Nkea was speaking in the St. Anne and Joachim Cathedral in Abang, Ebolowa, in Cameroon’s southern region, during a closing Mass of the 46th annual seminar of Cameroon Catholic Bishops.

In the presence of thirty bishops from all five ecclesiastical provinces in Cameroon, as well as representatives of bishops from neighboring Equatorial Guinea, Gabon and the Democratic Republic of Congo, along with several government Ministers, Nkea spoke at length about the conflict that has so far left at least 6,000 people dead.

Over a million others have been forced to flee from their homes, and more than 70,000 others have sought refuge in Nigeria, according to the International Crisis Group.

Conflict erupted in 2016 when English-speaking teachers and lawyers took to the streets to protest, amid perceptions that the educational and legal systems in the two Anglophone regions were being overwhelmed by French-speakers with scant knowledge of local realities.

The government took a hard line, and what was initially a peaceful protest mutated into a political crisis. A separatist movement developed and took up arms demanding independence for Cameroon’s English speakers, and the formation of a new state to be called “Ambazonia.”

According to many analysts, the current conflict is a consequence of Cameroon’s colonial legacy. Initially colonized by Germany following the Berlin Conference of 1884, the country would be divided between Britain and France following World War 1.

France claimed four-fifths of the country in the post-war settlement, while Britain was given one-fifth which it administered as part of Nigeria. The two colonial powers would administer the two parts of the country, first as a League of Nations Mandate and then as an United Nations Trust Territory.

In 1960, the French part of Cameroon got its independence to become “La Republique du Cameroun.” The English-speaking part of Cameroon, otherwise known as the British Cameroons, got theirs in 1961, but both sides decided to reunite following a February 11, 1961, plebiscite.

The political elites of the two territories agreed on the formation of a federal State, with considerable autonomy for the English-speaking regions.

In 1972, however, then-President Ahmadou Ahidjo organized a controversial referendum, dissolving the federal structure of the state and replacing it with a united republic. In 1984, President Paul Biya removed the word “united” from the name of the state and Cameroon became known simply as “The Republic of Cameroon,” the name the French-speaking part of the country had adopted at independence.

Cameroon’s English-speakers saw this as an act of assimilation, and the 2016 uprising was therefore the culmination of decades of pent-up frustrations.

While the country’s Catholic bishops, especially from Cameroon’s English-speaking regions, have long called for a revision of what they see as these historical injustices, Nkea believes that everything should be done for peace to return.

“We are inspired by what we have seen in the last six years in some regions of our country,” Nkea said.

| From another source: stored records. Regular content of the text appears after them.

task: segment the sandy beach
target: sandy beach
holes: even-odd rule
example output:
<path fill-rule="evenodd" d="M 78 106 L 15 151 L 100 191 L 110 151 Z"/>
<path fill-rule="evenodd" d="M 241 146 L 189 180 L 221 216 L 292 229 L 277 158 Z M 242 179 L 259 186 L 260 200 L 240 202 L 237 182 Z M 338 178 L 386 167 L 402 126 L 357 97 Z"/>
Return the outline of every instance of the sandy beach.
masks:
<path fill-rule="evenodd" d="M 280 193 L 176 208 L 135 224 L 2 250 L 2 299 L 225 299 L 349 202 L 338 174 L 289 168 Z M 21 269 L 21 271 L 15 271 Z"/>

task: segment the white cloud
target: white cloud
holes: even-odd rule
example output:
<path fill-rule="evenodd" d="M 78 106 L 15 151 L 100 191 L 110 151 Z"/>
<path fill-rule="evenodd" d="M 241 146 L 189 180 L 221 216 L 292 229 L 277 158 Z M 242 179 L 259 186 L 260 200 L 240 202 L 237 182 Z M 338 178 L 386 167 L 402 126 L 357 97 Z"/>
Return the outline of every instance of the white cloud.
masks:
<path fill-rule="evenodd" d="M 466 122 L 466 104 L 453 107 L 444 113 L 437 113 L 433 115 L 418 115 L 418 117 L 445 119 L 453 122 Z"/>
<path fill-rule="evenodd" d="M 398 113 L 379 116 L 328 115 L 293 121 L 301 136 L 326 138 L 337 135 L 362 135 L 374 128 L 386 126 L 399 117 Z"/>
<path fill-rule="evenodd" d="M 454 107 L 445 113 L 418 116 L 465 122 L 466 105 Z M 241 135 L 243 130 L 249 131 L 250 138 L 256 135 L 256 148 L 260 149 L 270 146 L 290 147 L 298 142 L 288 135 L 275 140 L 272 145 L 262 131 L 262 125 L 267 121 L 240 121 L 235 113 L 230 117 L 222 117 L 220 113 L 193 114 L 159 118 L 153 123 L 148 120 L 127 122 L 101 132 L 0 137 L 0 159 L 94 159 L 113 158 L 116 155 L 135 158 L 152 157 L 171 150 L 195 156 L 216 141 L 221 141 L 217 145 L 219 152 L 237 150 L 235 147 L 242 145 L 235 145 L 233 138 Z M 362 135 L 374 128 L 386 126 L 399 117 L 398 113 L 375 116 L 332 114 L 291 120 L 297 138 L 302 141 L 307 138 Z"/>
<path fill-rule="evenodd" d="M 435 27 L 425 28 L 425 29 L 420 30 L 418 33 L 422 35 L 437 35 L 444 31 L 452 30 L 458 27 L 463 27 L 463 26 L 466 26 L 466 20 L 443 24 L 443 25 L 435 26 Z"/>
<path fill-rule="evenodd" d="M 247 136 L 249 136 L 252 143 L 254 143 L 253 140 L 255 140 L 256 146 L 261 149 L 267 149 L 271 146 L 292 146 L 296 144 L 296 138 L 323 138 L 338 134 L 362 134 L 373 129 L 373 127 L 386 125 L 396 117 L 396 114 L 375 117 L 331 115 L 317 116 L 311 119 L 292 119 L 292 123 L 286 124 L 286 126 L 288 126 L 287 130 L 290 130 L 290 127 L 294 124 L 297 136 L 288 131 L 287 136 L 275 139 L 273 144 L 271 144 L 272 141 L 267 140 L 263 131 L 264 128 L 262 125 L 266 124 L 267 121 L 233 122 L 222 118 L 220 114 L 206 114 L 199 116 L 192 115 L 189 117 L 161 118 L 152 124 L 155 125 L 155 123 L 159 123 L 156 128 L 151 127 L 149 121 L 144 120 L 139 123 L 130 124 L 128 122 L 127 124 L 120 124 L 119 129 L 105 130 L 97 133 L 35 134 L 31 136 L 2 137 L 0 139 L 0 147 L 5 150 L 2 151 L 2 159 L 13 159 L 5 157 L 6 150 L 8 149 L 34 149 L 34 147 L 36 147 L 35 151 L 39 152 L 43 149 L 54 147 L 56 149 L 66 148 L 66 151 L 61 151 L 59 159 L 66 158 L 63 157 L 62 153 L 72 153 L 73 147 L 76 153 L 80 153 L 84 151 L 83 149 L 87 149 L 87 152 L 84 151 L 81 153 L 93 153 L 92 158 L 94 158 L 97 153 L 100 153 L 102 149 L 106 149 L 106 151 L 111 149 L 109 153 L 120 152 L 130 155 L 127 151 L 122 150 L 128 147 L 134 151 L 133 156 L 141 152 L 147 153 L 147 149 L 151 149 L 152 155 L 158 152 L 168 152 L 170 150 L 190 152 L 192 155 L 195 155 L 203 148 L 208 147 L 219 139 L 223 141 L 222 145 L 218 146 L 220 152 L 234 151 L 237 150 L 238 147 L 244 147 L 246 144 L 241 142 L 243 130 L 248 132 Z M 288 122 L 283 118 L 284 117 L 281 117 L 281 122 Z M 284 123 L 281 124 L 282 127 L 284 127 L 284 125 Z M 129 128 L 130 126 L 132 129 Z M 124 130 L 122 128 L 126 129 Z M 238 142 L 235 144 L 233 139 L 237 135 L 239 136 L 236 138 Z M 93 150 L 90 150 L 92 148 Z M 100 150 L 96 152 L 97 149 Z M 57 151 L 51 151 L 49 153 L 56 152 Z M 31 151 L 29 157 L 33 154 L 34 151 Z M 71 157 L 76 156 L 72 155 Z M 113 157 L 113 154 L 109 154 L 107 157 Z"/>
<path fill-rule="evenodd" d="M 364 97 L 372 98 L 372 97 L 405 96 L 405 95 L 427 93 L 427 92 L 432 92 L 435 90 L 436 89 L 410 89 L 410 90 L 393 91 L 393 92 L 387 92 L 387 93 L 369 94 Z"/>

“One of the greatest negative effects of war among us is that we lose the fear of the Lord and respect for authority,” the cleric said. He said once people don’t have the fear of the Most High in them, “it is difficult to live in peace.”

The archbishop said the country’s bishops will never rest until hostilities are brought to an end.

“As we leave Ebolowa, we are determined, as individuals and as a conference, to continue working for peace, reconciliation and justice, convinced that these will bring sustainable harmony to our country.”

He then warned against efforts at political manipulation of the church.

“The Catholic Church isn’t a political party where anyone can militate according to its political manifesto,” the cleric said.

“The Catholic Church is the mystical body of Christ,” he noted and explained that both clergy and laity “must make Christ present in our world and in different societies.”

It is only when Christ is present in the different communities and in each individual, the archbishop argued, that there can be peace in the world.

“We have prayed for peace in our entire country, hoping that all the problems we are having will be resolved, and our people will once again live in peace.”